A hilarious send-up on hákarl from a writer on gather.com named Michael M.:

So what does hakarl taste like then?  It tastes like crying.  It tastes like broken promises.  It tastes like the Lord God Almighty ripping the Bible out of your hands and saying, “Sorry, this doesn’t apply for you.  I think you want “Who Moved My Cheese?”  It tastes like the Predator wading into a Care Bears movie and opening fire.  It tastes like - bah.  That’s what it tastes like.  Bah.

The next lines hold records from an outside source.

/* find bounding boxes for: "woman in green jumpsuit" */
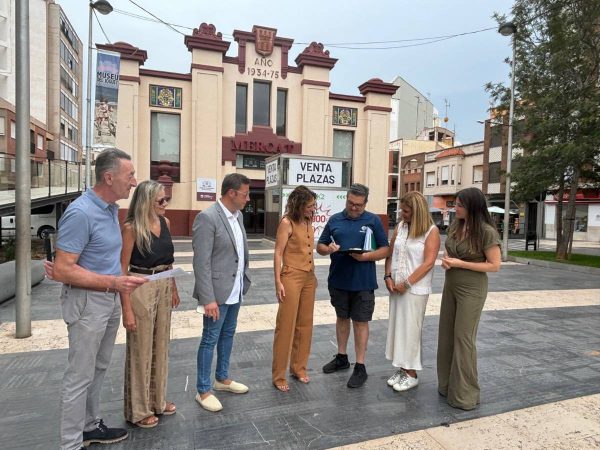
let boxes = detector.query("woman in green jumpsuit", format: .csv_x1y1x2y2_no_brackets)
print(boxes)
437,188,501,410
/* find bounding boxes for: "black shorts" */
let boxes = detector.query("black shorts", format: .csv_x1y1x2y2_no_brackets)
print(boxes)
329,287,375,322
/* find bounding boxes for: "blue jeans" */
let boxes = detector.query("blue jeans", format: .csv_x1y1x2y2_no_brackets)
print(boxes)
196,302,241,393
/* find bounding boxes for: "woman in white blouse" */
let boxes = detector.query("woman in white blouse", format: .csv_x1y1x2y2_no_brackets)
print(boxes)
384,191,440,391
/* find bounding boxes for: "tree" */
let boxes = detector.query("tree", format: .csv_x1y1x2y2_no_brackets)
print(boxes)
487,0,600,260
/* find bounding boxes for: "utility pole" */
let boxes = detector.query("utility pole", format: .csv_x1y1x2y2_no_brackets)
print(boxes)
415,95,421,137
499,21,518,261
15,0,31,338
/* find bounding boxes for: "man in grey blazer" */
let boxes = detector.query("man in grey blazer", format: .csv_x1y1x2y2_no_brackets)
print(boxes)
192,173,252,412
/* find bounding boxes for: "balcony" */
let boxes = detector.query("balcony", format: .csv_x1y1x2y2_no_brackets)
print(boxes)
0,153,82,212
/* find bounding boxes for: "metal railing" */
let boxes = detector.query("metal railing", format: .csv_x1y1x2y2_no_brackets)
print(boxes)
0,154,83,206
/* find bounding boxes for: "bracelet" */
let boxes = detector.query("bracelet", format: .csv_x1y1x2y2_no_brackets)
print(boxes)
107,276,117,293
403,279,412,289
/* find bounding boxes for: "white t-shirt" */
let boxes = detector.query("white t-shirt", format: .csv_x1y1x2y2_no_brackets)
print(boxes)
217,200,244,305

The only – and I do mean only - upside about this food is that it was free.  I was wandering through a weekend market in Reykjavik and came across a stall serving fish.  The woman working there started talking to me in Icelandic (please see the full set of my Icelandic articles to figure out why), and the moment she realized I was not Icelandic, she smiled and offered me a little paper cup with a cube of hakarl in it.  At the time, I thought this was a warm gesture of welcome to her country.  As it turns out, she was thinking, “Well, you are foreign and now I shall poison you.”

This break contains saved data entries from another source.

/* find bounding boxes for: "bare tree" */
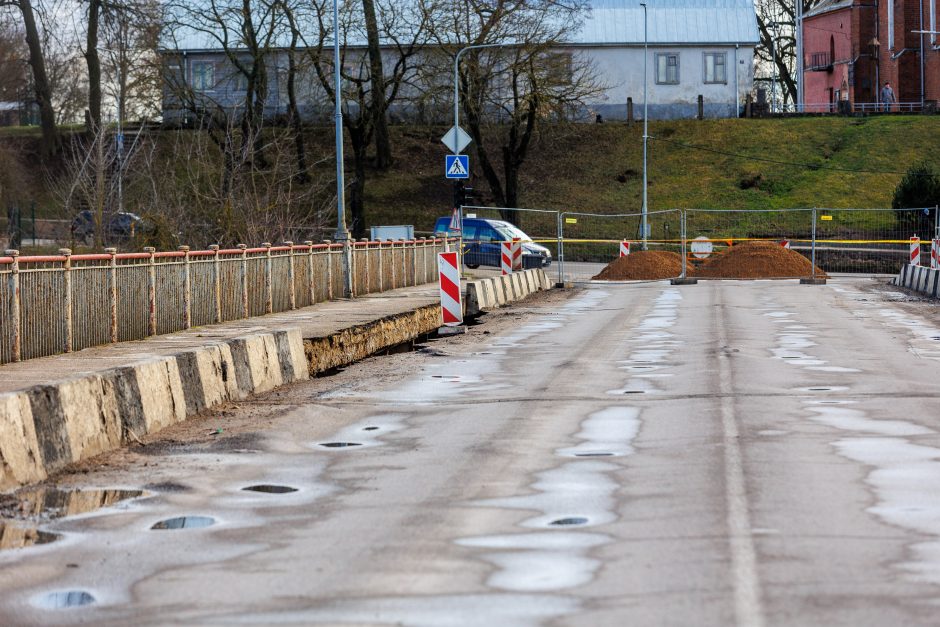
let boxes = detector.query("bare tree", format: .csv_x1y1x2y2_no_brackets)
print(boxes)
432,0,605,218
2,0,60,158
754,0,818,108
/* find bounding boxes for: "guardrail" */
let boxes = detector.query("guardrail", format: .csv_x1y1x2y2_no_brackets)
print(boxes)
0,238,452,364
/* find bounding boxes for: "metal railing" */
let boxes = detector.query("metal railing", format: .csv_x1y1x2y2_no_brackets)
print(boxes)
0,238,451,364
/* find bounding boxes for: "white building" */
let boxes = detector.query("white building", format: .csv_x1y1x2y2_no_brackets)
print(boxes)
574,0,759,119
162,0,759,123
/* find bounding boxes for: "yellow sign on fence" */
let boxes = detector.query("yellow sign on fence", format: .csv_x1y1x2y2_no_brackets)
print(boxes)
565,218,578,224
821,215,833,221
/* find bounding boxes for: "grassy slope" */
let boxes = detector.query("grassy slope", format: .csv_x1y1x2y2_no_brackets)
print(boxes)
366,116,940,234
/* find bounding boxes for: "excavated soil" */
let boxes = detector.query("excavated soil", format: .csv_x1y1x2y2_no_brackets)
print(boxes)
592,251,684,280
694,241,827,279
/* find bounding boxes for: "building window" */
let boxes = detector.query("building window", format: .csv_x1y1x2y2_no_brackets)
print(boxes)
656,53,680,84
703,52,727,83
192,62,215,91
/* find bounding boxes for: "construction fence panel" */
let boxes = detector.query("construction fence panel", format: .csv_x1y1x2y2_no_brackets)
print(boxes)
814,207,937,275
683,209,815,279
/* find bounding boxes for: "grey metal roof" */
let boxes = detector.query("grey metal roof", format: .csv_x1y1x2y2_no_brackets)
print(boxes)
804,0,855,19
573,0,759,46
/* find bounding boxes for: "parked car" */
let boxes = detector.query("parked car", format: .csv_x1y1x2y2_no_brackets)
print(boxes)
434,216,552,269
71,210,151,245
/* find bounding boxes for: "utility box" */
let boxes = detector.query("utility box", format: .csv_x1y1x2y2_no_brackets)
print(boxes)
371,225,414,241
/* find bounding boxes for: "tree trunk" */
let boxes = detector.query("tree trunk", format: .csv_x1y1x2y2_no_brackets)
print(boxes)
284,15,309,184
348,126,368,239
85,0,102,135
18,0,59,159
361,0,392,169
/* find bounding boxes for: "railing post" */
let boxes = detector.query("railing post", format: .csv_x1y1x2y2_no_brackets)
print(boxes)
305,240,315,304
343,239,354,299
5,249,20,362
210,245,222,323
60,248,73,353
106,247,118,343
400,239,407,289
145,247,156,336
361,239,371,294
262,242,273,314
390,240,397,288
377,240,385,292
285,241,296,310
239,244,249,318
323,240,333,300
412,239,418,286
179,246,191,329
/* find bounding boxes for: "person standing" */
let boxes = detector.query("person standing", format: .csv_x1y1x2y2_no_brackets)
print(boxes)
880,81,896,112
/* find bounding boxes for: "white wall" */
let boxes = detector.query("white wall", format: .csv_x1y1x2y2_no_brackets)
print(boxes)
579,45,755,119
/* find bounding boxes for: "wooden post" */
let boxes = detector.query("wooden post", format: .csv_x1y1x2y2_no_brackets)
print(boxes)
627,97,634,126
697,95,704,120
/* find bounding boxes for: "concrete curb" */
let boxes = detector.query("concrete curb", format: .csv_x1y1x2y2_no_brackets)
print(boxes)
0,305,441,490
465,268,553,317
892,264,940,298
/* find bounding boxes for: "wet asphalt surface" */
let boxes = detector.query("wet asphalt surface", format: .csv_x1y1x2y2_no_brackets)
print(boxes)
3,279,940,625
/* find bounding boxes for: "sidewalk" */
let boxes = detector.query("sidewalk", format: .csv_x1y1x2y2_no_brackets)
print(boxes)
0,285,441,490
0,268,553,490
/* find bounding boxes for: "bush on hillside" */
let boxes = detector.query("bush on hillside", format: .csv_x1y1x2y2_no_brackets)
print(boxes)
893,162,940,236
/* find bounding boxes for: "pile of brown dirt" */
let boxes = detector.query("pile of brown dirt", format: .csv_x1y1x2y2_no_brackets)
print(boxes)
592,251,684,280
694,241,827,279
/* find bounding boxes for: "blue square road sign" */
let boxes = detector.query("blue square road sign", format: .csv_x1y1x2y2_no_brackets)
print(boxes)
445,154,469,179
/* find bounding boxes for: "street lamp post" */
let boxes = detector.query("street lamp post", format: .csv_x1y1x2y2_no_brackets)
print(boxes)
331,0,353,297
641,2,648,250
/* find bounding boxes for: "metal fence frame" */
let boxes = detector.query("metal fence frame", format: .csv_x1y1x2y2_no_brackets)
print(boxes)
1,238,451,364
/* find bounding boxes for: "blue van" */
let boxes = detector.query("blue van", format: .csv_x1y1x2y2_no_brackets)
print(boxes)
434,216,552,269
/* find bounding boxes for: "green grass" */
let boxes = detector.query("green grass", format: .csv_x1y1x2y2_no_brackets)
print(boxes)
365,116,940,236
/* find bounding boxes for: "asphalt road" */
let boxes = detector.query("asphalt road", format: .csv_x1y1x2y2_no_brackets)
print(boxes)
3,279,940,626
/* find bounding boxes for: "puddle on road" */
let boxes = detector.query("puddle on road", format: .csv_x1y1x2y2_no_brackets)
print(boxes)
0,524,59,551
549,517,589,527
35,590,95,610
242,485,298,494
318,442,363,449
150,516,215,530
0,487,146,522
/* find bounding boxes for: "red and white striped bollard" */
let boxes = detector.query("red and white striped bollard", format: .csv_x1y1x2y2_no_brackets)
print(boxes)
620,240,631,257
501,241,513,275
910,236,921,266
438,251,462,326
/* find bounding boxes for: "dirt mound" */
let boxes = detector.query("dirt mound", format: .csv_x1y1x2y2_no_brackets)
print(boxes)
694,241,826,279
592,251,684,280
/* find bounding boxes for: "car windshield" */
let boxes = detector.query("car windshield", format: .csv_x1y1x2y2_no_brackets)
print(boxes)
492,222,530,241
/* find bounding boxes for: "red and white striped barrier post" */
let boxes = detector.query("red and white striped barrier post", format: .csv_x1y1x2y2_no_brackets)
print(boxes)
511,238,523,271
620,240,631,257
780,239,790,249
438,251,462,326
932,239,940,270
910,236,921,266
501,241,513,275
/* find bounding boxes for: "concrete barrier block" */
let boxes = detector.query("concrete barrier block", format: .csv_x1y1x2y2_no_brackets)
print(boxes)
57,375,123,465
275,329,310,384
0,392,46,490
229,334,284,397
175,344,239,415
134,358,187,434
539,269,552,290
482,280,498,308
493,277,508,305
465,281,483,316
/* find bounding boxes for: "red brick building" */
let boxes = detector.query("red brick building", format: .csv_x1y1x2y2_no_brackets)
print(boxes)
802,0,940,110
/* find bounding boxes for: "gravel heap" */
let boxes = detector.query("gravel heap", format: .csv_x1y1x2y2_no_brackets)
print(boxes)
592,251,684,280
694,241,826,279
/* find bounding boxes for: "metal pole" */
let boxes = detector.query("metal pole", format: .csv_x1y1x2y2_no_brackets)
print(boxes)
332,0,353,298
146,246,156,335
771,23,777,114
920,0,926,109
452,43,507,152
681,211,688,279
641,2,649,250
107,247,118,343
6,249,20,362
60,248,72,353
558,213,566,285
556,211,563,286
179,246,191,329
796,0,804,112
811,208,817,278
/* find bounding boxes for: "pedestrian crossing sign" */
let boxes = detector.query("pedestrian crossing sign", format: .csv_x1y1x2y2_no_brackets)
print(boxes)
445,155,469,179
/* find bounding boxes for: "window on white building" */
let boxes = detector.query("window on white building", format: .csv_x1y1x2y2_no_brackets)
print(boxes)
703,52,727,83
192,62,215,91
656,53,680,84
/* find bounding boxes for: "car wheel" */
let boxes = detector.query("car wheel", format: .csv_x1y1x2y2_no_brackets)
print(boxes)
466,264,479,269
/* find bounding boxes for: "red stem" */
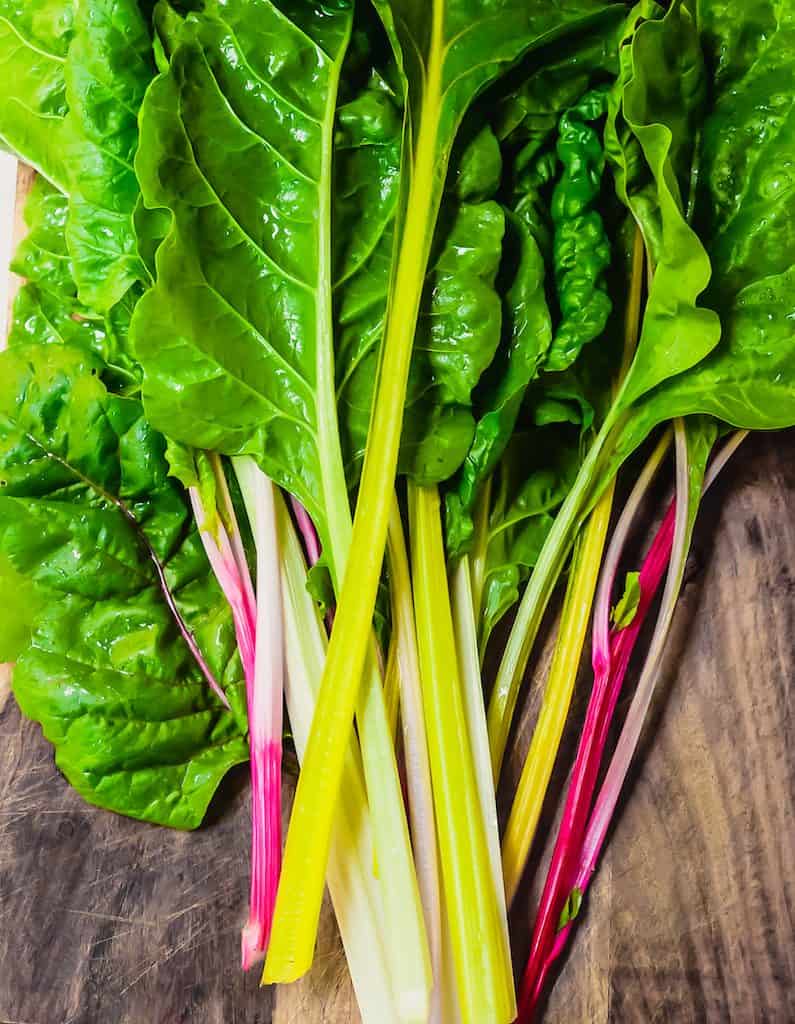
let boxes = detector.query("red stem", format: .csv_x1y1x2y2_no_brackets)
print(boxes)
519,503,675,1018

I smiled the moment I put the cube on my tongue.  It was the exact sort of smile you get when you are having the worst day of your life and then find out that your house was crushed by an airplane carrying rubber chickens.  It is the smile you smile when everything is aligned against you and it is simply not your day.

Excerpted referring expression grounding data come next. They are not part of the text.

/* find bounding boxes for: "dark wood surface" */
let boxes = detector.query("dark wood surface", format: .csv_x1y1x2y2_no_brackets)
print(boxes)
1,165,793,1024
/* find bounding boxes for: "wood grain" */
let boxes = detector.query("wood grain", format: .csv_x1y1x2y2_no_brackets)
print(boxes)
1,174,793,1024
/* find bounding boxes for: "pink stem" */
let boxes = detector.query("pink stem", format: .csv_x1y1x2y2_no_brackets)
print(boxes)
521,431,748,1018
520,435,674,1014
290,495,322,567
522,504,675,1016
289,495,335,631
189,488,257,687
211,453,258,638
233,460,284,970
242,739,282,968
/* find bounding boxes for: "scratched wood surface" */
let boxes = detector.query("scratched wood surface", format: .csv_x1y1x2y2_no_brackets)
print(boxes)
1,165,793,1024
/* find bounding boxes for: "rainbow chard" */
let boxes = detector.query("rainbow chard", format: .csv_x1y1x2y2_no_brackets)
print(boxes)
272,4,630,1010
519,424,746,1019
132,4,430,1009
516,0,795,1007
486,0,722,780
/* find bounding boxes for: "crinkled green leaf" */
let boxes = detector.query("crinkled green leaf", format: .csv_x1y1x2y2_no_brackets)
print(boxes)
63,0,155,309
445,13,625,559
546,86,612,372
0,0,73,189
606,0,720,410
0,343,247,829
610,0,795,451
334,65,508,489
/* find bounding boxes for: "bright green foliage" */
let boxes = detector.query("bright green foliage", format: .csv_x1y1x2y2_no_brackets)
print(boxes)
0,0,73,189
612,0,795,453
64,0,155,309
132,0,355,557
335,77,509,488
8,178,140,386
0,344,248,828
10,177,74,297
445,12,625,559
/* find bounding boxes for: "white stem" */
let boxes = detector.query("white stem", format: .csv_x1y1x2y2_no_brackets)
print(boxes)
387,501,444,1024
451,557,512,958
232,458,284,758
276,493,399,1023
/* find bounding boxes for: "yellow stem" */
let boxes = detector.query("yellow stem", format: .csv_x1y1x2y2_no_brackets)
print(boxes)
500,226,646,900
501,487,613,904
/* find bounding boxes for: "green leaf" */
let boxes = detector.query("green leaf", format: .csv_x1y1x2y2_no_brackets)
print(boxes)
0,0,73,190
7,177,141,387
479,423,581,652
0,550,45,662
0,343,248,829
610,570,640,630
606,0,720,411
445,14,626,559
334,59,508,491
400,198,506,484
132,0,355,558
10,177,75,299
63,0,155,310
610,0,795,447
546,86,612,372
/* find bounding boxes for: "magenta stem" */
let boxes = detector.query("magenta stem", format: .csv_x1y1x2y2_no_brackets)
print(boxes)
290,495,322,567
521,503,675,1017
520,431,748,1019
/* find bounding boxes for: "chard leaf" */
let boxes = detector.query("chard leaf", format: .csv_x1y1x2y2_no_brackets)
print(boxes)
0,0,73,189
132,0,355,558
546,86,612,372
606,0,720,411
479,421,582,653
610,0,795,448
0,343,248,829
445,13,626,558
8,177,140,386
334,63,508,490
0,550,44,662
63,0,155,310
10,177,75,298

Read the rest of the hilarious post

Sources

  • “Gordon Ramsay Vs. James May | Serious Eats.” Serious Eats: A Food Blog and Community. Web. 15 Mar. 2010. <http://www.seriouseats.com/2008/01/gordon-ramsay-vs-james-may.html>.
  • “Hákarl -.” Wikipedia, the Free Encyclopedia. Web. 15 Mar. 2010. <http://en.wikipedia.org/wiki/H%C3%A1karl>.
  • “What Are Sweetbreads?” WiseGEEK: Clear Answers for Common Questions. Web. 15 Mar. 2010. <http://www.wisegeek.com/what-are-sweetbreads.htm>.

5 Comments

  1. autumn says:

    well. look at it this way. you’ll arrive in your current state of sveltitude and leave ready to conquer the runway. you’ll be perfectly waifish and can turn this into a wildly successful modeling career. there’s an upside to everything!

  2. Todd says:

    I think harðfiskur might not be that bad. The rúgbrauð, too. And though we’ve only been to continental Scandinavian countries, I do recommend akvavit — or brennivín, in your case — to cure whatever ails you, even if it was the preceding food items.

    To be fair, you won’t be there during þorri (thankfully?).

  3. Aileen says:

    There is nothing good about that list, except possibly “served with butter.”

  4. Jeff H. says:

    Do they have McDonalds in Iceland? If not, you may want to take some with you. I hear that McDonalds french fries hold up quite well for extended periods of time.

  5. Andy says:

    I have a friend who visited Iceland with his wife shortly after their economy collapsed and flights and hotel rooms were extremely cheap. He said they have delicious hotdogs there, for what that’s worth.